Lymphedema is a very common and serious condition, affecting at least 3 million Americans. Estimated incidence of lymphedema in the United States includes 1-2 million cases of primary lymphedema and 2-3 million cases of secondary lymphedema. In these cases, the swelling may affect limbs, face, genitals and trunk. The highest incidence of secondary lymphedema in the United States is observed following breast cancer surgery, particularly among those patients who underwent radiation therapy following the removal of axillary lymph nodes.

Primary lymphedema is caused by a developmental abnormality of the lymphatic system, which is either congenital or hereditary. Swelling in primary lymphedema generally affects the lower extremities. Complete Decongestive Therapy (CDT) is a non-invasive, multi-component approach to effectively treat and manage lymphedema and related conditions. Numerous studies have proven the effectiveness of this therapy, which has been well established in European countries since the 1970’s and in the United States since the 1990’s.

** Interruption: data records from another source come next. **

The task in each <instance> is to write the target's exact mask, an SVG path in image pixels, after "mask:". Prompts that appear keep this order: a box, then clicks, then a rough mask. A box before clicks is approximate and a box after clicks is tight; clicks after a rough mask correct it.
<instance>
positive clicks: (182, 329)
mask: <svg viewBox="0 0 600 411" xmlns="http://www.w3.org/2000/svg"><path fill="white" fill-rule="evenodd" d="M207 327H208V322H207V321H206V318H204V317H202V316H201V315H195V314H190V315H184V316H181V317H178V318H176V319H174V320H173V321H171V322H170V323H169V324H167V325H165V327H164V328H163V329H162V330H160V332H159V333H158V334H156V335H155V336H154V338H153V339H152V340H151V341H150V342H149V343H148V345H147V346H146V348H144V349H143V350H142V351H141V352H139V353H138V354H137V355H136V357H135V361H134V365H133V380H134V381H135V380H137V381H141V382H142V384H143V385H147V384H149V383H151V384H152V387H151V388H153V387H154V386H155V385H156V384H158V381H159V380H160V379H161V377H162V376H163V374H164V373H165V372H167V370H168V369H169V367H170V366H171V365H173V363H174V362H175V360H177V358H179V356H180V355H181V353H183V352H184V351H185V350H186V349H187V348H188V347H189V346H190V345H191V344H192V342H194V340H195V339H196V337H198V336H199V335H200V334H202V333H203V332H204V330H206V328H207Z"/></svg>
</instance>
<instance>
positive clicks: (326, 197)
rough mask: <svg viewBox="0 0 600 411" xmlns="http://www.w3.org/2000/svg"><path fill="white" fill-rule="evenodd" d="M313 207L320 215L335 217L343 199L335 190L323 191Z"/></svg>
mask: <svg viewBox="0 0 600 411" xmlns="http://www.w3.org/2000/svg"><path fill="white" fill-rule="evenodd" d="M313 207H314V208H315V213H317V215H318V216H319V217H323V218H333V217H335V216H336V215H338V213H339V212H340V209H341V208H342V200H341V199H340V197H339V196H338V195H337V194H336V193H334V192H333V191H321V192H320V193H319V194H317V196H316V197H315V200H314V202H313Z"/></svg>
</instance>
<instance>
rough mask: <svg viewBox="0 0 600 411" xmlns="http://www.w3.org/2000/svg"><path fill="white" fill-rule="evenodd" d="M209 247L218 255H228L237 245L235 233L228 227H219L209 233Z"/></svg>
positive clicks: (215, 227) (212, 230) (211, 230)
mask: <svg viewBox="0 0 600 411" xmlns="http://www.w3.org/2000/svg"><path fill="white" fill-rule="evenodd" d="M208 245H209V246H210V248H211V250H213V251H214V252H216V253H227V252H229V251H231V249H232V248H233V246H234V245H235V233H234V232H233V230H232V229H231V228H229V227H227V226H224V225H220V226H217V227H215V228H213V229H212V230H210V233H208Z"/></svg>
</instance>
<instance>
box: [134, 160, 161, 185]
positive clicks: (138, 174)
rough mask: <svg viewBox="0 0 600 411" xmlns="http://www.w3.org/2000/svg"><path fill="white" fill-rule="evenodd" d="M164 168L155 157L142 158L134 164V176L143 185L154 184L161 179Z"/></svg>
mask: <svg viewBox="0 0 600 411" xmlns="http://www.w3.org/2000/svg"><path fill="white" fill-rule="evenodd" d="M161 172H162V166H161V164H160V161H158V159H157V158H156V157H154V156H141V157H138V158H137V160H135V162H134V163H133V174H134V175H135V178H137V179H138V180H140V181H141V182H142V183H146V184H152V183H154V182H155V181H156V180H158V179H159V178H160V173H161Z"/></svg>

Currently there is no cure, or permanent remedy for lymphedema once it reaches stage two. If lymphedema is present, the lymphatic system is mechanically insufficient, which means that the transport capacity has fallen below the normal amount of lymphatic load. The transport capacity in the damaged lymph vessels cannot be restored to its original level.

Although the swelling may recede somewhat during the night in some early stage cases, lymphedema is a progressive condition. Regardless of the cause, lymphedema will in most cases gradually progress through its stages if left untreated

Stage 0 

This stage is also known as the sub clinical, pre-stage, or latency stage of lymphedema.

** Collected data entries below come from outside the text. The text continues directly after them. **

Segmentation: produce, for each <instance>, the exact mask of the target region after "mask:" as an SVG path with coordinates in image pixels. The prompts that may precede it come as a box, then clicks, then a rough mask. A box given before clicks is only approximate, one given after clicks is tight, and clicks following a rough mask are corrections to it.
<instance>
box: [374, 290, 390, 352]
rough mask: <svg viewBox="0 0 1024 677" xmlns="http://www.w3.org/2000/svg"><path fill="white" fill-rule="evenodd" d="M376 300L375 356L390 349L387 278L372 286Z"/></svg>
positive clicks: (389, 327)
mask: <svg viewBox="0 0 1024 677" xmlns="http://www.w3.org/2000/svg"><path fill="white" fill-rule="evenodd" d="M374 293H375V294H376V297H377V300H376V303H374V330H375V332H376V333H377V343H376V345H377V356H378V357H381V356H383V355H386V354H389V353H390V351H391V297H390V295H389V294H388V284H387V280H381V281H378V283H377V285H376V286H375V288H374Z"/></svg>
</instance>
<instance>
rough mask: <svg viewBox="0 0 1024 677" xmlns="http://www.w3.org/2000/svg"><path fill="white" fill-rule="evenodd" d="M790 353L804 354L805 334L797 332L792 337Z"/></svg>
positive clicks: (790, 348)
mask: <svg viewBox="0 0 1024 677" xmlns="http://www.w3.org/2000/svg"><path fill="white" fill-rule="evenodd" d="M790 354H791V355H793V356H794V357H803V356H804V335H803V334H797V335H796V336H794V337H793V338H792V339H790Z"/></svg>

In this stage the transport capacity of the lymphatic system is subnormal, yet remains sufficient to manage normal lymphatic loads. However, this situation results in a limited functional reserve of the lymphatic system.

Stage I

This stage, also known as the reversible stage, is characterized by soft tissue pliability without any fibrotic changes. Pitting is easily induced and the swelling retains the indentation produced by the (thumb) pressure for some time. In early stage I, it is possible for the swelling to recede overnight. With proper management in this early stage, the patient can expect a reduction of the extremity to a normal size (compared to the uninvolved limb). Without proper care, progression into stage II in the vast majority of the cases is inevitable. It is difficult to distinguish stage I lymphedema from edemas of other origins. The clinician needs to rely upon the history and whether or not the swelling resolves with conventional management such as compression and elevation.

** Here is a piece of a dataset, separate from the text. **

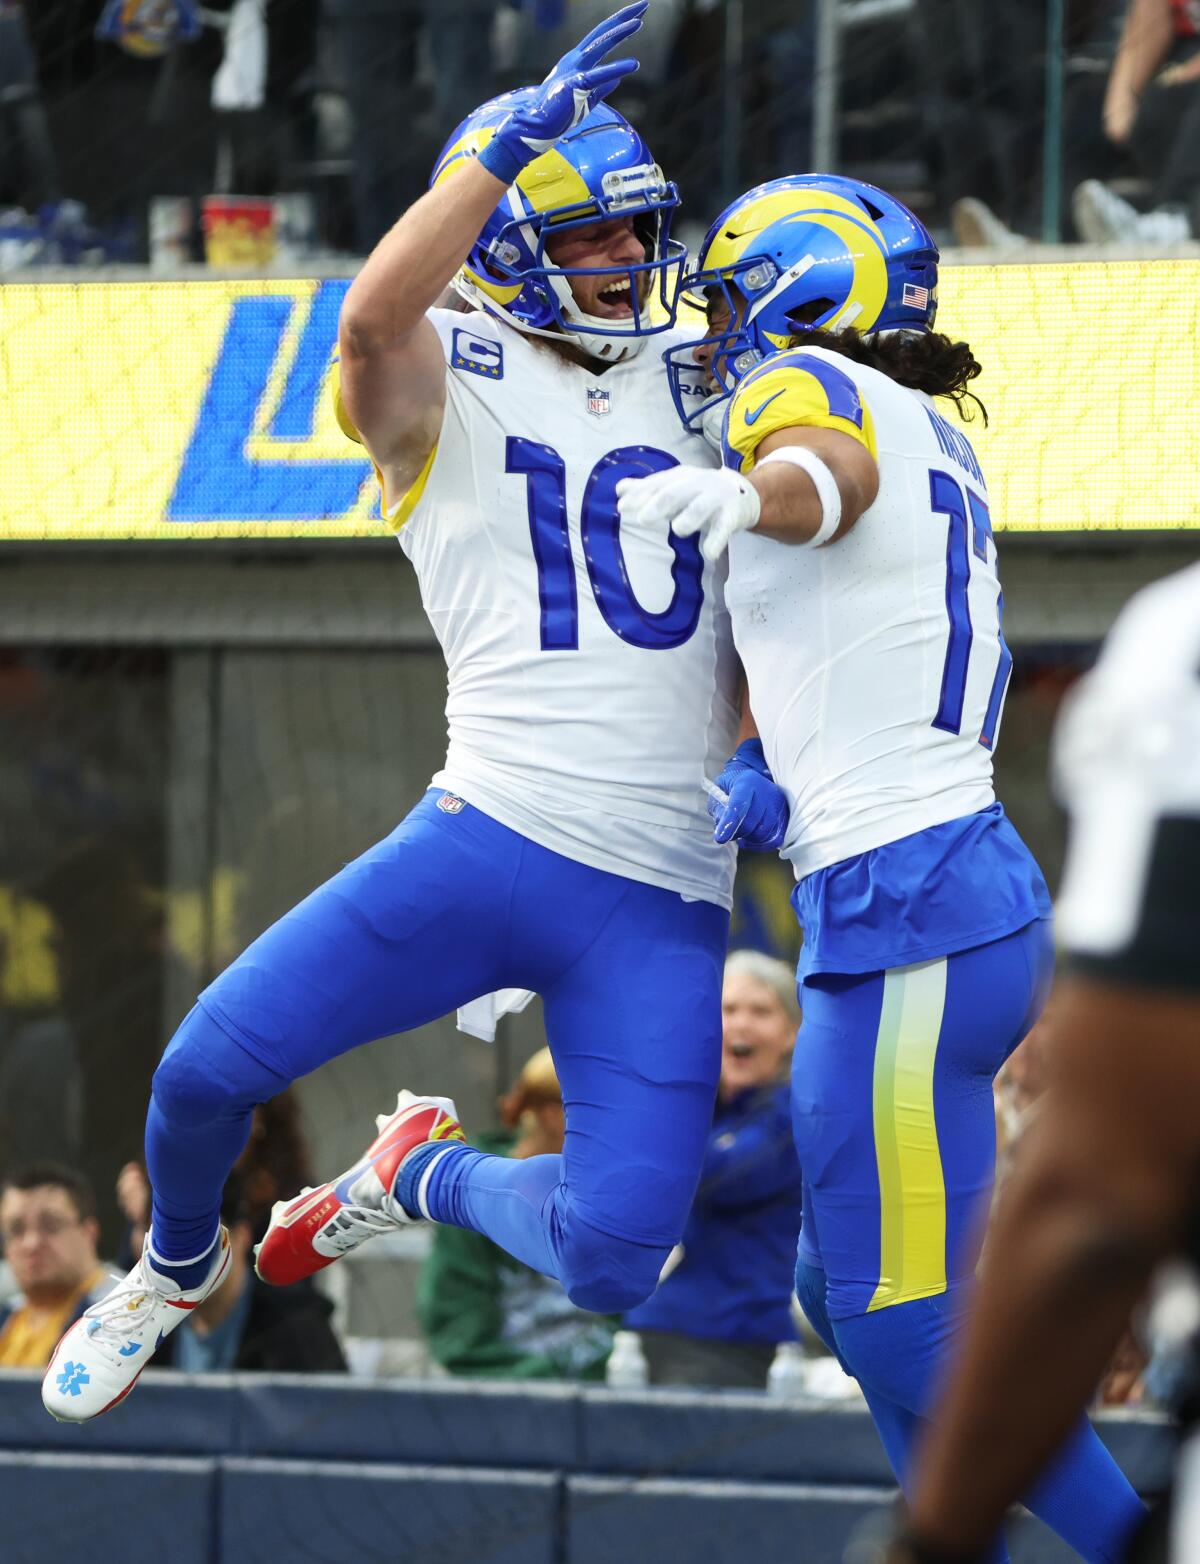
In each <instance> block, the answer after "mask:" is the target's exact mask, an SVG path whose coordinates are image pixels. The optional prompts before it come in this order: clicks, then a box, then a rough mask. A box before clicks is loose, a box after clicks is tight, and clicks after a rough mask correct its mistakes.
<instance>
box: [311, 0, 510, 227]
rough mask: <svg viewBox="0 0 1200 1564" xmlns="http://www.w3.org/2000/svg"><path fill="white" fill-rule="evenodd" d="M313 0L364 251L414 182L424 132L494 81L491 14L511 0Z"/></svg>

Anyone who had a surgery involving the lymphatic system or trauma and DOES NOT develop visible lymphedema, is considered to be in a latency stage (hidden lymphedema). Notably, 42% of women present with some degree of visible lymphedema one year post-mastectomy; the other 58% are considered to be in a latency stage.

Patients in a pre-stage are “at risk” to develop lymphedema. The reduction in functional reserve results in a fragile balance between the subnormal transport capacity and the lymphatic loads. Any added stress put on the lymphatic system, such as extended heat, or cold, injuries, or infections may cause the onset of lymphedema. Patient information and education, especially following surgical procedures, can dramatically reduce the risk for developing lymphedema.

The importance of having early preventative treatment during this phase shouldn’t be understated. We have discussed the relevance of manual lymphatic therapy, but Synergy also has the skills to mediate scar tissue, lack of range, and weakness that patients experience post surgically. Education and self-lymphatic techniques are provided to patients to teach them to maintain their health and prevent further progression.